Would I have to deny my friends and family three times, like Peter and the Lord Jesus? Three times, before the cock crows.

No. I had already lost everyone in the world I loved.

Nothing left to do. Staying and looking for the dead meant dying, too. Leaving meant a different kind of death.

I turned.

I drove my skis away from the killing field, letting it fall away behind me.

That ice and snow, that cold, I took inside me, and I used it to freeze my soul solid.

Inside, I was a cold nothing. On the outside, my body worked the skis, my shoulders and arms worked the poles, and I went careening down a steep slope. We’d made it past the summit. It was all downhill.

We would’ve made it fine if Marisol hadn’t been a Severin.

That thought made me want to curl up and weep until I died.

No, had to stop thinking. Thinking led to feeling, and feeling would send me to my knees.

Right then, emotions were a liability. I’d feel later. Sure, that was the greatest idea ever. I’d feel all that loss and horror later, after I delivered the chalkdrive into the hands of an Outlaw Warlord, who, if she was merciful, would put me down like a rabid dog before my frozen soul could melt.

Then I could be with my sisters. Sharlotte. Wren. Rachel. I would see Micaiah and Pilate again. Yes, once I was dead, we’d all get together and eat Aunt Bea’s flour tortillas, hot off the stove, dripping with butter and honey.

Let June Mai Angel fight the ARK to get the truth out into the world. I’d just be the delivery girl.

That became my one imperative: Deliver the chalkdrive to June Mai Angel.

I skied down, down, down, until it was time to climb up a ridge. I ate snow. I kept my feelings frozen while I worked my body machine ’cause that was all my body was, a machine to get me to Burlington. I found a stream and drank from the icy water. My migraine pressed nails into my skull, but that was easy enough to ignore.

Late into the night, I kept moving until I found trees.

Hungry. My body machine was hungry, but I didn’t have any fuel to give it. At least I could give it heat. I had a lighter in my skirt pocket from the Lopez condos. I carved out a little cave under a tree, snow on all sides, and lit a fire so my eyes had something to do, so I could focus on something other than the ice inside. I kept the fire small, pine needles, sticks, dead and dried limbs on the tree.

Tearing a gray stick off the tree, I realized that was me.

Inside the layer of ice covering my soul was my heart, all dead and dried up, like some gray limb on a tree.

The tree continued to live despite the death and cold.

And so would I.

I found Wren’s fateful bullet in my pocket as well, and I turned it over and over in my hand until I had to put it away to sleep.

I woke up the next morning and continued on. My headache was gone, but I didn’t care about that, other pains had taken its place. The wounds on the bottom of my feet began to hurt in earnest, but I had no more medicine or bandages.

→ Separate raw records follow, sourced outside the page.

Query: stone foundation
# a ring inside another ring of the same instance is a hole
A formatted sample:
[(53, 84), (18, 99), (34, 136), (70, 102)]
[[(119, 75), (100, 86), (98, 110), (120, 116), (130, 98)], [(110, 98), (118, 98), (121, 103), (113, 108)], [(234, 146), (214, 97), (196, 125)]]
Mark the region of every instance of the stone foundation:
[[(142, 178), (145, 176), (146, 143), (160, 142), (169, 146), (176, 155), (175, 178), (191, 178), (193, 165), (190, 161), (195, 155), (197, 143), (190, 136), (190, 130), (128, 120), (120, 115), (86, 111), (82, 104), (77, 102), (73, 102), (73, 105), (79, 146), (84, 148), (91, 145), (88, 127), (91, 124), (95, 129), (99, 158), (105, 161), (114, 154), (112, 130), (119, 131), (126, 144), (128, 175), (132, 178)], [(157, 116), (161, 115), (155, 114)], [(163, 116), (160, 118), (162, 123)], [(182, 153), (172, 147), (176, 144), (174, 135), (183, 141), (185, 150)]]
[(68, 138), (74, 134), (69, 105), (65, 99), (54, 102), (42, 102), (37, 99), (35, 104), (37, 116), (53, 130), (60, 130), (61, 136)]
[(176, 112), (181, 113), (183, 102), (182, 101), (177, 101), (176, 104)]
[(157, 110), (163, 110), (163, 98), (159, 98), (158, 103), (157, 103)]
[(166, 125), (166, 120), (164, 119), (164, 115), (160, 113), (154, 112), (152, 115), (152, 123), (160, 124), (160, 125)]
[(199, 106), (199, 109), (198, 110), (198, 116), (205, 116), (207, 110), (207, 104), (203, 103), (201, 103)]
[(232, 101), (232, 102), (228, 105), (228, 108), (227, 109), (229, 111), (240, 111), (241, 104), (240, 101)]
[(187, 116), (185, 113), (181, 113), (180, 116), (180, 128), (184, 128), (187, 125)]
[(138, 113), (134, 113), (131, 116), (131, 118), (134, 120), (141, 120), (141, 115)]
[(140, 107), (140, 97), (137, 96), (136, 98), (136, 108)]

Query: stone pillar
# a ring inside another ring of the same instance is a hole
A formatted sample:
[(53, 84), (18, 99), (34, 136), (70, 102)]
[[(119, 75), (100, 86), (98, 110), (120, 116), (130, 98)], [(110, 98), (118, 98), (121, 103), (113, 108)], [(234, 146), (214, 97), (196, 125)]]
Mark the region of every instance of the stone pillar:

My body machine ached. Tendons ached. Muscles ached. But dead Eryn Lopez’s clothes kept the machine warm enough to keep going.

Later on, the sun burned off the clouds, and the snow began to melt.

I ran my skis off the snow and onto an old dirt road under a battered sign telling me I was still on Highway 82.

No more snow.

Time to make the machine walk.

I clicked out of the cross-country skis. Threw them on my back.

I wasn’t just skis in snow anymore. I was hurt feet on ground, every step harder than the last.

That night I slept under another tree, in pine needles, in front of my little stick fire.